Märkte schenken Labour Vertrauen

Den Abschluss bildet in dieser Woche die Bank of England. Zu Wochenbeginn stiegen britische Staatsanleihen sprunghaft an, da Anleger auf eine Zinssenkung spekulierten. Die Rendite zehnjähriger Bonds sank zwischenzeitlich um 0,08 Punkte auf 4,02 Prozent, erholte sich aber im Laufe der Woche wieder. Inzwischen gehen fast 60 Prozent des Marktes von einer Zinssenkung am Donnerstag aus, während es in der Vorwoche noch 50 Prozent waren. 

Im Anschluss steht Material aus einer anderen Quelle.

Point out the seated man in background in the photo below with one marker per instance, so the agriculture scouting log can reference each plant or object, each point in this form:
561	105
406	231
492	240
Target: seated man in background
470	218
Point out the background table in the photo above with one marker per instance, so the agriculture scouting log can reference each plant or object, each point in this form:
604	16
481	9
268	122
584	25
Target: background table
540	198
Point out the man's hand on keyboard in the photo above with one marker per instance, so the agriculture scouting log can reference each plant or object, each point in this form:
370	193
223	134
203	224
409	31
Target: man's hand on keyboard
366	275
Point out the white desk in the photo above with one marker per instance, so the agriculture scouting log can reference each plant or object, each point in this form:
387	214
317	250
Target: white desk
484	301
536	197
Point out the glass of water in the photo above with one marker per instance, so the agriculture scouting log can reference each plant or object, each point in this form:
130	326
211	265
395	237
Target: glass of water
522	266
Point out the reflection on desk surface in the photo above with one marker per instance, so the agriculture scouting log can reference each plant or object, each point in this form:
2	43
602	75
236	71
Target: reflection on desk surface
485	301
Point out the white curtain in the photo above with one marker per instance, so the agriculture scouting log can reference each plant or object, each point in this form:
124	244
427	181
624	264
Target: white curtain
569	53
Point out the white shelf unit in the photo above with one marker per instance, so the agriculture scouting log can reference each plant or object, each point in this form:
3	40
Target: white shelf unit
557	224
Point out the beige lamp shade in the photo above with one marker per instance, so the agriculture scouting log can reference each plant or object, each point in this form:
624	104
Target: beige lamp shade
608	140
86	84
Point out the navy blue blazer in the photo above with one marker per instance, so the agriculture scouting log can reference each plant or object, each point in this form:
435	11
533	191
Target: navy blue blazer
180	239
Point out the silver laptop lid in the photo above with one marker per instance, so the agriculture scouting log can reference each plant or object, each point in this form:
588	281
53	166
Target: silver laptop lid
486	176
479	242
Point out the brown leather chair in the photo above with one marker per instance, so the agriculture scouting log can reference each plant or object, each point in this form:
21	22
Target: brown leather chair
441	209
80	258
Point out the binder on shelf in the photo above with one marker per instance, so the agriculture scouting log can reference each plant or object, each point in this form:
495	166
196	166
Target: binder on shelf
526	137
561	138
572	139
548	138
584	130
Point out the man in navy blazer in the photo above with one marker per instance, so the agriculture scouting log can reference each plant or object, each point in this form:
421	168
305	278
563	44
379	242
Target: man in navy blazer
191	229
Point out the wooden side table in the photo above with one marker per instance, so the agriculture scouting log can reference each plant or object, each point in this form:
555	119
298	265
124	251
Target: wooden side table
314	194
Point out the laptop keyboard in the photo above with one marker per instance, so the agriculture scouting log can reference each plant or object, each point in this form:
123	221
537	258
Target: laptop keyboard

Die Reaktion an den Anleihenmärkten ging auch von einer Rede der neuen Finanzministerin Rachel Reeves aus, die ein schwarzes Loch von 22 Mrd. Pfund im Haushalt identifizierte. Dies wolle sie und die neue Labour-Regierung nun stopfen. Die sinkenden Anleiherenditen sind insofern ein Ausdruck von Vertrauen in die Regierung, weil Märkte üblicherweise Haushaltsdisziplin honorieren.